Le documentaire de Malik Bendjelloul, jeune cinéaste suédois inconnu lui aussi, a choisi en effet de cibler l'objet de son premier film autour d'un artiste resté injustement méconnu durant 30 ans, et dont le film consacrée à sa vie et à sa carrière lui a fait soudain accéder à une notoriété planétaire fulgurante.
Car avant que Bendjelloul ne le remette en pleine lumière, personne aux USA ou en Europe n'avait entendu parler de ce Sixto Rodriguez, un auteur compositeur américain, d'origine portoricaine n dont le style peut faire penser, comme il est mentionné dans le film, à Bob Dylan, et qui survit modestement par des petits boulots dans le bâtiment.
Cependant, les deux disques qu'il a enregistré, et notamment le premier Cold Fact, sorti en 1971, firent fureur dans un pays du globe, l' Afrique du Sud, mais à cause du régime de de l’apartheid qui isolait alors le pays pendant encore de très longues années, sa notoriété locale ne dépassa jamais le continent, d'autant plus que, sans qu'on sache vraiment pourquoi, les Sud africains étaient persuadés que le chanteur s'était donné la mort sur scène, à cause d'une rumeur malveillante comme il en existe souvent dans le milieu du show bizz.
Heureusement, à la fin des années 1990, Deux fans sud Africains, dont un journaliste, ont réussi à retrouver sa trace et lui organiser, à la grande surprise de l'interessé , une tournée triomphale à celui qui était une idole de tout un pays, ce que le principal intéressé ignorait totalement.
Une histoire aussi folle et merveilleuse, on se dit que même Hollywood n'aurait pas osé l'inventer. Et d'ailleurs, tout le talent du réalisateur est d'avoir réussi à broder autour de ce scénario génial un documentaire mis en scène autour de ce mystère, avec toute une première partie qui nous laisse à penser que ce Sixto Rodriguez a bel et bien disparu. Le film est concu comme en une véritable enquête policière lorsque ces deux afrikaneers se lancent sur sa trace, et l'apparition de Sugar man à la moitié du film (je peux spoiler, tout le monde maintenant est au courant) est un climax absolument sensationnel, comme peu de longs métrages nous en ont réservé dernièrement.

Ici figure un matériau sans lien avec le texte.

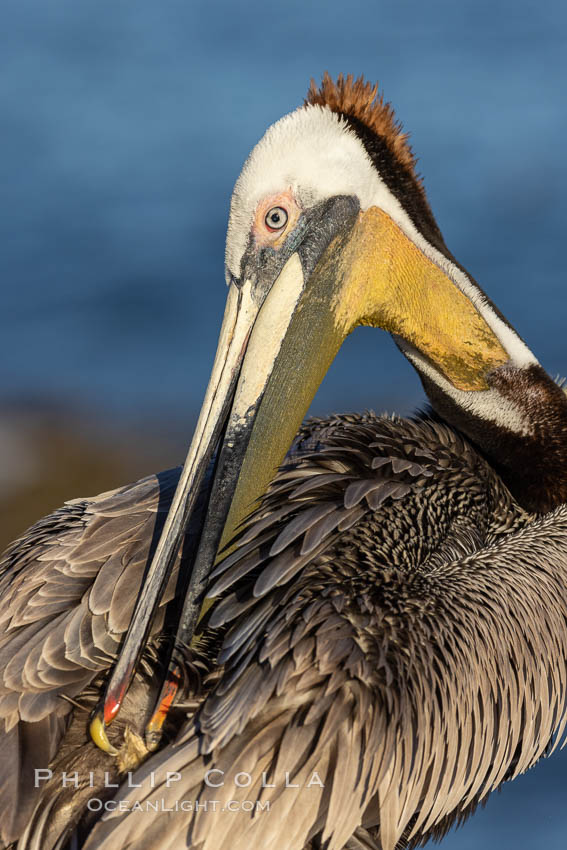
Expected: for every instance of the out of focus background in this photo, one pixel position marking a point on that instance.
(123, 126)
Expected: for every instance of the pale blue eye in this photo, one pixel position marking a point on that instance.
(276, 218)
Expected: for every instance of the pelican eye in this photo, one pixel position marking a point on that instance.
(276, 218)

Si ce documentaire occupe vraiment une place à part dans l'histoire des documentaires, c'est que tout dans ce film atteint l'excellence, et que le film possède surtout deux atouts absolument à part : les morceaux de Sixto Rodriguez, avec des textes qui ont une visée sociale et parlent de détresse urbaine, d'une façon assez fulgurante, ainsi que ce personnage lui même, assez fascinant par son niveau d'intégrité, tant pour lui, l'argent et la gloire sont des notions qui lui semblent être étrangères.
Enfin devrais- je dire, " qui lui semblaient être étrangères jusqu'il y a peu", car et c'est là que sa destinée est incroyable, surfant sur le succès du film, Sugar Man a abandonné ses batiments pour silloner le globe en faisant une tournée triomphale à travers le monde entier.

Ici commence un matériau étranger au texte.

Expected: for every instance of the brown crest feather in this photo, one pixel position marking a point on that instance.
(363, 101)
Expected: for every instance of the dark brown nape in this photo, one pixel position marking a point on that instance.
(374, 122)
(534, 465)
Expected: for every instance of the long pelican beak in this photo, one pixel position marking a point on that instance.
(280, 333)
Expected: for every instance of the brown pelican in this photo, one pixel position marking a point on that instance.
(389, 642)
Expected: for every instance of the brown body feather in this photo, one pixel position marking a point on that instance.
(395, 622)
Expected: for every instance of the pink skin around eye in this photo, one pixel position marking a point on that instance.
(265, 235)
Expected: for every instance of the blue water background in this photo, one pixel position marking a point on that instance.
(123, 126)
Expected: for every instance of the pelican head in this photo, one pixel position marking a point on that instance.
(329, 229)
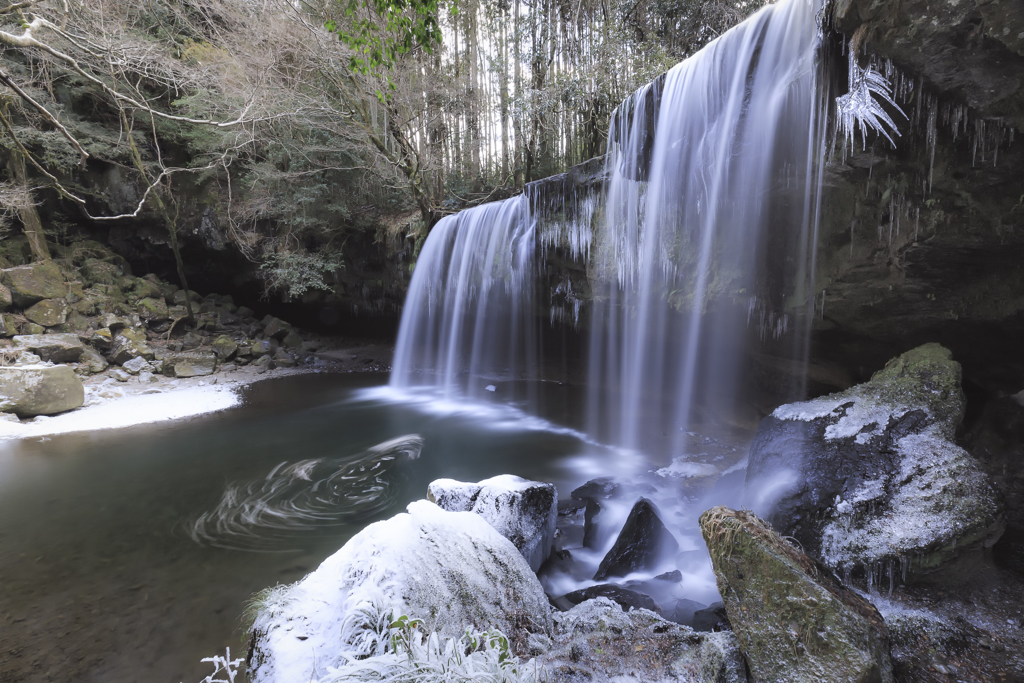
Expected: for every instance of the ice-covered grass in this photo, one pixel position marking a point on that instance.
(941, 498)
(127, 412)
(452, 569)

Personnellement, lorsque j'ai entendu la chanson Sugar Man lors de la sortie du film ( sur une compil des Inrockuptibles éditée en même temps que la sorties salles du film), cette chanson me disait sérieusement quelque chose.
J'ai appris en faisant quelques recherches après coup qu'elle faisait partie du générique de fin du très beau film "Alyah" que j'avais adoré . A l'époque, je ne savais évidemment pas la destinée de l'interprete et à quel point c'était un génie méconnu, et totalement désinteressé.
Depuis, l'artiste s'est donc lancé dans une folle tournée sans doute un peu trop démesurée pour son âge et son inactivité pendant 40 ans. Visiblement, d'après les dires, son passage la semaine dernière au Zénith a été un vrai fiasco, l'artiste chantant constamment faux et à contre temps. Sur l'immense scène du Zénith, est apparu un Sixto Rodriguez quasi aveugle, cherchant le micro de sa main, affaibli et incapable d’enchainer le moindre accord sur sa guitare qui semblait l’encombrer.
Alors certes, le conte à la Hollywwod peut connaitre quelques ratés, mais il n'empêche : ce Sugar Man reste un homme hors du commun qui a réussi à se faire connaitre du monde entier, grâce au pouvoir magique du 7ème art.